Derivatives of continuous weak solutions of linear elliptic equations

Abstract

Let L be a linear elliptic differential operator in n-space of order m. Let M denote the adjoint operator to L. An integrable function u is called a weak solution of the equation L[u] = f in a domain D, if for every w of class C ∞, which vanishes outside a compact subset of D, the relation $$ \int_D {(uM[w]) - fw)d{x_1}...d{x_n}} $$ holds; u will be called a strict solution, if u is of class C m and satisfies L[u] =f in the ordinary sense. One of the remarkable facts concerning elliptic equations is that under suitable regularity assumptions on f and the coefficients of L a weak solution can be differentiated any number of times and is a strict solution.

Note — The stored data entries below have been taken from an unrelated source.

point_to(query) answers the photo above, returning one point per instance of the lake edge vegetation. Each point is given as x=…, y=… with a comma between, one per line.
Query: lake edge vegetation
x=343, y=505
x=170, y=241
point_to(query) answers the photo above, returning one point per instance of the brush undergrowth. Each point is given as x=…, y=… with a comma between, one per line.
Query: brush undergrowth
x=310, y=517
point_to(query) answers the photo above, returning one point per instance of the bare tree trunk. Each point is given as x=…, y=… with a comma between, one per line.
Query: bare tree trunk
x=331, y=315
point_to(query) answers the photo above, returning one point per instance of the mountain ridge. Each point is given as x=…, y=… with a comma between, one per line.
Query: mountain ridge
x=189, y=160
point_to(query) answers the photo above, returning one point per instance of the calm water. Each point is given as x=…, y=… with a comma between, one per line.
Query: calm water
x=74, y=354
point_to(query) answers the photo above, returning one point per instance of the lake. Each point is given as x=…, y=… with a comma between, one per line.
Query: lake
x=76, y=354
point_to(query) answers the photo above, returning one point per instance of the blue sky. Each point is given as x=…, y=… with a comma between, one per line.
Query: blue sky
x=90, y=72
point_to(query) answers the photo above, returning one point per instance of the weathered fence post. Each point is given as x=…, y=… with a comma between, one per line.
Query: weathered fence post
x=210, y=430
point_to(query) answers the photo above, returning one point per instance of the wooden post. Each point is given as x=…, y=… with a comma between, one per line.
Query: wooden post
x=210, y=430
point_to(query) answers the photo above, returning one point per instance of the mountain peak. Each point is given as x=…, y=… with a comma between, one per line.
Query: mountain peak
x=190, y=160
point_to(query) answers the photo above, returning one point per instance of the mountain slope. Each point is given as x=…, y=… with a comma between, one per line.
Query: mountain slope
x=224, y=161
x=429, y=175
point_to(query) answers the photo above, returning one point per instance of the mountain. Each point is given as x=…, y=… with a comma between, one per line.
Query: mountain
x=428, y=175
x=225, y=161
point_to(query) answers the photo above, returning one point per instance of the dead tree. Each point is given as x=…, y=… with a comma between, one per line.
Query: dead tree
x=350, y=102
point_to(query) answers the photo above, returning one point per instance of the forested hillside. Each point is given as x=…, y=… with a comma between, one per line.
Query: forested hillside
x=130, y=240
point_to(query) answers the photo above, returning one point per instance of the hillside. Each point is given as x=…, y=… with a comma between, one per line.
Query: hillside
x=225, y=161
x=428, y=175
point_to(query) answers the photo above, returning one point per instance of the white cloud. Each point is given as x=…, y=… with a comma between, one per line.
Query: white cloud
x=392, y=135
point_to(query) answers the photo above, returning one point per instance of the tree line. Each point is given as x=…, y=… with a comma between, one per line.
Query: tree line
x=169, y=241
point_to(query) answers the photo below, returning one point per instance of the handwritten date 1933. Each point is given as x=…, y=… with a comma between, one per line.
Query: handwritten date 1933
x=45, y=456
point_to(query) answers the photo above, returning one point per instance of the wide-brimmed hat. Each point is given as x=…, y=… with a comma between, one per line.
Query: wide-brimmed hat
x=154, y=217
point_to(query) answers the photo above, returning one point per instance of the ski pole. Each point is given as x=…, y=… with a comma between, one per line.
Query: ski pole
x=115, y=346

In a recent paper F. E. Browder1 gives the theorem: a weak solution which is square integrable on every compact subset of D is almost everywhere equal to a strict solution, provided f is in C 1 and the coefficients of the j-th derivatives in the operator L are in C m+i . Browder’s proof of this generalization of “Weyl’s lemma” makes use of the fundamental solution of elliptic equations with analytic coefficients.2 Results contained in a paper by K. O. Friedrichs,3 which appears in the same issue, imply the theorem that a weak solution is a strict solution, provided f is in C (n+1)/2 and the coefficients of L are in C m/2.